Mais dans la région métropolitaine de Montréal en particulier, le ministère des Affaires municipales a «sous-estimé l’autonomie de plusieurs municipalités», selon Mme Pilette.

«Oui, la région est soumise aux risques d’inondations. Mais elle a sa propre dynamique. Ce n’était pas la meilleure façon de procéder [ici]. C’est un gouvernement qui ne connaît pas très bien les réalités de la région métropolitaine.» – Danielle Pilette, professeure associée à l’UQAM spécialisée en gestion municipale

Plusieurs villes de l’Ouest de l’Île de Montréal se plaignent de l’inclusion de leurs propriétés dans la ZIS malgré qu’elle n’aient pas été inondées lors des printemps 2017 et 2019.

Meilleure communication

Selon Mme Pilette, la Coalition avenir Québec (CAQ) a omis de travailler sur le terrain.

«Peut-être que ce gouvernement inexpérimenté a accordé une foi trop grande à la transformation de données scientifiques en données gouvernementales. On passe d’une cartographie de l’eau à un processus qui touche des propriétés et des villes», convient-elle.

Émilise Lessard-Therrien appelle à une meilleure communication sur le plancher des vaches. «Il y a des municipalités dans mon comté qui me disent que l’information était floue sur le fait que les citoyens devaient remplir des formulaires de manière individuelle», remarque-t-elle.

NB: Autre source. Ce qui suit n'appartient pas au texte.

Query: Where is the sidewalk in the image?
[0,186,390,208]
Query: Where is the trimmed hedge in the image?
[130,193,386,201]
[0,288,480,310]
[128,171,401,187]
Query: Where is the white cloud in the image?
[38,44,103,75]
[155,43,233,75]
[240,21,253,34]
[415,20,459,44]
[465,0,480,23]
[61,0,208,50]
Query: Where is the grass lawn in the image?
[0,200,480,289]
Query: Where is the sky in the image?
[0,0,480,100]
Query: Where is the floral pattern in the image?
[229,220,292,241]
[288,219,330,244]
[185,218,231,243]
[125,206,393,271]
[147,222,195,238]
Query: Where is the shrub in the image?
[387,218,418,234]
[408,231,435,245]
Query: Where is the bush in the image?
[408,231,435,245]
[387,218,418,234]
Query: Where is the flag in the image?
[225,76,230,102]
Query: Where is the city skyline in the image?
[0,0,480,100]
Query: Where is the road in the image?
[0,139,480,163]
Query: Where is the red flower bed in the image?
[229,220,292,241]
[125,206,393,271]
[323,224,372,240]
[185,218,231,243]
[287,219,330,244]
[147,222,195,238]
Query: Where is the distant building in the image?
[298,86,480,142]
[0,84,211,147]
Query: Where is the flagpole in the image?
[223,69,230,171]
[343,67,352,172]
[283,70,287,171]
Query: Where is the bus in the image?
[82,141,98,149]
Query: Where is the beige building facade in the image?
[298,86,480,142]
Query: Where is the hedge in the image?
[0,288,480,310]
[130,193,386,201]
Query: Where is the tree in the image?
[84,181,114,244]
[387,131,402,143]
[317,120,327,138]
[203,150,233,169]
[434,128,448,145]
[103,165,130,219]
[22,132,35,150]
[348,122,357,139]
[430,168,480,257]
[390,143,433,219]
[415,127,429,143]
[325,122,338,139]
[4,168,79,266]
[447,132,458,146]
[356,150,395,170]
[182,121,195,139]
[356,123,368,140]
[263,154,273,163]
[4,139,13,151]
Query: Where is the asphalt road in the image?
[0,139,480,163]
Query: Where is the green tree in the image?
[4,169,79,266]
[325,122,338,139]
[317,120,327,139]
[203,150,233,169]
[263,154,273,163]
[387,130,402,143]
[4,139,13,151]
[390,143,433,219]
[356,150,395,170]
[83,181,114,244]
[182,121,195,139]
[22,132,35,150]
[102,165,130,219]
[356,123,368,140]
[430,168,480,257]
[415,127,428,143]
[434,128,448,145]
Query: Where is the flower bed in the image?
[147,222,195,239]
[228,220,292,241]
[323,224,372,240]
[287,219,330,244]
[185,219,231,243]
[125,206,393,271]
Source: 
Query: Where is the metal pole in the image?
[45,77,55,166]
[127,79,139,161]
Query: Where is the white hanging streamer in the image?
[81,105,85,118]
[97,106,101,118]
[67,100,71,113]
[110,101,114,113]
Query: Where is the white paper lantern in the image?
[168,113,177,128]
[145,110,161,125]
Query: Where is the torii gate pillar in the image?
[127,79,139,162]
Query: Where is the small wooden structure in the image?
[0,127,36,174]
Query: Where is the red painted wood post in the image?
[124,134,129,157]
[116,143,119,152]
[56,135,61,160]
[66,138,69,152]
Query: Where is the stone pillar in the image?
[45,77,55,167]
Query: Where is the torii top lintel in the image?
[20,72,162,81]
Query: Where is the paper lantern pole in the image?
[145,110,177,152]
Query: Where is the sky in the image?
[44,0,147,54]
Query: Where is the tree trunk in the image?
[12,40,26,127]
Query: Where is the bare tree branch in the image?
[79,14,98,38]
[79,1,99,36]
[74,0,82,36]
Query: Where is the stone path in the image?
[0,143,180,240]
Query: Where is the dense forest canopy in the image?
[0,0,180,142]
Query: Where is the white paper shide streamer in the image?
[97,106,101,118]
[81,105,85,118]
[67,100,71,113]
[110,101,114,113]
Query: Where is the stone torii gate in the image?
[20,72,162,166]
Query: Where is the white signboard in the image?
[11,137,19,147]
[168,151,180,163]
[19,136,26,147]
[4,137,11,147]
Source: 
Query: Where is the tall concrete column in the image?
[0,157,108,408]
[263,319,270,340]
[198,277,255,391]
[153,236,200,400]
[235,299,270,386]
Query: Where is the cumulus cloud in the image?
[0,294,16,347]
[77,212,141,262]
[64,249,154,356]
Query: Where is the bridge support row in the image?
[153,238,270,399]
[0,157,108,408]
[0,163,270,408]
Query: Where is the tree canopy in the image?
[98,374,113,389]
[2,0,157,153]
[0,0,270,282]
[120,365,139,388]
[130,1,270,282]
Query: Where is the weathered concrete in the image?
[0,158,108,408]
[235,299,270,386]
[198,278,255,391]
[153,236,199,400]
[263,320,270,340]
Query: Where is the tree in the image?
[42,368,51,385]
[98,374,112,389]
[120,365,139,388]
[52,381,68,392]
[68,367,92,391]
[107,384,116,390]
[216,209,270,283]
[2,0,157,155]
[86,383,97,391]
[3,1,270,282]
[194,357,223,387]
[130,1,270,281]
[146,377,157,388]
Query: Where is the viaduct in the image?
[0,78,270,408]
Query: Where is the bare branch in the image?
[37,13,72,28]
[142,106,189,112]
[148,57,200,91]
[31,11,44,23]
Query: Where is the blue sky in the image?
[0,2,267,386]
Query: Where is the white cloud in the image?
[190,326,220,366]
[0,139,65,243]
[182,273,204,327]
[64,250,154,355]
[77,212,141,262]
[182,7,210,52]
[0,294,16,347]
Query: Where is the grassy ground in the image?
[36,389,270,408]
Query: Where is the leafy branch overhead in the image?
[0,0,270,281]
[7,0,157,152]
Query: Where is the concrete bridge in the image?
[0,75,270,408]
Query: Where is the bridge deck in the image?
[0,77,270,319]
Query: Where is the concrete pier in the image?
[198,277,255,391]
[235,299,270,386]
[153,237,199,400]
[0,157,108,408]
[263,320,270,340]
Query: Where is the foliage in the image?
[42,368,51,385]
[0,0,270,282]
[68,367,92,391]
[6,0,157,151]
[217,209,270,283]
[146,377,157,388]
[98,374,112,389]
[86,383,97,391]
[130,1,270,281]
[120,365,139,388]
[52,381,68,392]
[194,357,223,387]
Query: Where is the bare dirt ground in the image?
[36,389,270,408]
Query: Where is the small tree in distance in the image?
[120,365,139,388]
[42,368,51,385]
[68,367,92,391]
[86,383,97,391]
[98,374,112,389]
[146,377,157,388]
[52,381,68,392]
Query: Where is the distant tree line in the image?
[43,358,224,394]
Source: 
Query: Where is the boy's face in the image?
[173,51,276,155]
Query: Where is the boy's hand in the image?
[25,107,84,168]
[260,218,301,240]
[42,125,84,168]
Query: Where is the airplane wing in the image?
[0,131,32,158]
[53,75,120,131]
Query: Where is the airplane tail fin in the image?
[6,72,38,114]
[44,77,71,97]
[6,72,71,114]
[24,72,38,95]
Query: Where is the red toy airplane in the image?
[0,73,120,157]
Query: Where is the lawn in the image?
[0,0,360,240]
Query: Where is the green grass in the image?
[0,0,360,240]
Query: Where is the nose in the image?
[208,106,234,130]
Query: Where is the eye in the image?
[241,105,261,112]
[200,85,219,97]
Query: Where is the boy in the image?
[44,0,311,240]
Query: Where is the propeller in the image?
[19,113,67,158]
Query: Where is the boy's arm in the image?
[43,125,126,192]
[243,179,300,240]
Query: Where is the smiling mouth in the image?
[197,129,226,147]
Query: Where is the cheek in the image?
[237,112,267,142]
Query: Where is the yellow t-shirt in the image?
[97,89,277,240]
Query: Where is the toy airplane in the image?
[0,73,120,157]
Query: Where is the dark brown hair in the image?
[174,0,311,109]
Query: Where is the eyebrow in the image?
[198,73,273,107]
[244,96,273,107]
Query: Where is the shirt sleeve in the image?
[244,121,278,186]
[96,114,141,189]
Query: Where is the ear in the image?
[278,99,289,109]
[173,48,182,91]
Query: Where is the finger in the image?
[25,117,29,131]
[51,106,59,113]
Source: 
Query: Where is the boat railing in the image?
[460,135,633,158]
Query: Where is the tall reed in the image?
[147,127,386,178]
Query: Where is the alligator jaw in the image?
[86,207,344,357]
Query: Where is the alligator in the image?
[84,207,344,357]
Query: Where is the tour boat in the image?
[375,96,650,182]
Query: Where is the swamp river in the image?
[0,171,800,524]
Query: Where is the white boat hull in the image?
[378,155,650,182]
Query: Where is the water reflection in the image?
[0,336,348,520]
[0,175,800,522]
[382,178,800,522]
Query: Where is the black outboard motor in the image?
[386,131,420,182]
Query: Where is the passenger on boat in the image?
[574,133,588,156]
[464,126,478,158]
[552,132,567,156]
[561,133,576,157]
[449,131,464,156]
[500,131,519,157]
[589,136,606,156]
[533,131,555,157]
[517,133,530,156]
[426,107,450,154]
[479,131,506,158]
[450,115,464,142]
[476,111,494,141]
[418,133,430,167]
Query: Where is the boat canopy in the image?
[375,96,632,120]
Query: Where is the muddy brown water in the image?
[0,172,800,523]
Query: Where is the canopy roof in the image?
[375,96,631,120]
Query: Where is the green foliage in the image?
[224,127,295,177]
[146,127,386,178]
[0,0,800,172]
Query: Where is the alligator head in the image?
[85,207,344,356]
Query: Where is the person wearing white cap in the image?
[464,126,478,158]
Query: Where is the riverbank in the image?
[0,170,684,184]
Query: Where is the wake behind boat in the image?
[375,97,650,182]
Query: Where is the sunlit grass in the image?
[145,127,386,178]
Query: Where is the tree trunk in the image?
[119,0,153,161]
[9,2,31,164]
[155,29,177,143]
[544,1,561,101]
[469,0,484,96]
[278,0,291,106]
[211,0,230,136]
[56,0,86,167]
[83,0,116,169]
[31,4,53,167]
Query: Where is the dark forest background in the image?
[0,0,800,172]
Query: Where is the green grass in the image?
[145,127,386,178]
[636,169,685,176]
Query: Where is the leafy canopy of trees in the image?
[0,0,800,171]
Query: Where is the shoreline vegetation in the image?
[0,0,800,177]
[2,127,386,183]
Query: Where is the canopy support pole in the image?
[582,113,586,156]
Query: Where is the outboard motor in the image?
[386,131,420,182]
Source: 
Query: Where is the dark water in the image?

«Moi j’ai des gens qui viennent au bureau en détresse. On a oublié le côté humain dans tout ça», ajoute Marie-Claude Nichols. Elle dénonce un processus informationnel «déficient».

Long-terme

Au Parti québécois (PQ), on appelle à une commission scientifique et technique, «comme on l’avait fait pour la crise du verglas», lance le député de Rimouski, Harold Lebel.

«À l’époque ça avait été assez rapide, et on avait réussi à passer à travers ça sans improvisation. Pour l’instant, on nage toujours dans l’incertitude», ajoute le porte-parole aux Affaires municipales pour le PQ.

Rémy Trudel invite le gouvernement à «prendre son temps». «Le remède qu’on veut appliquer est plus complexe», lance-t-il.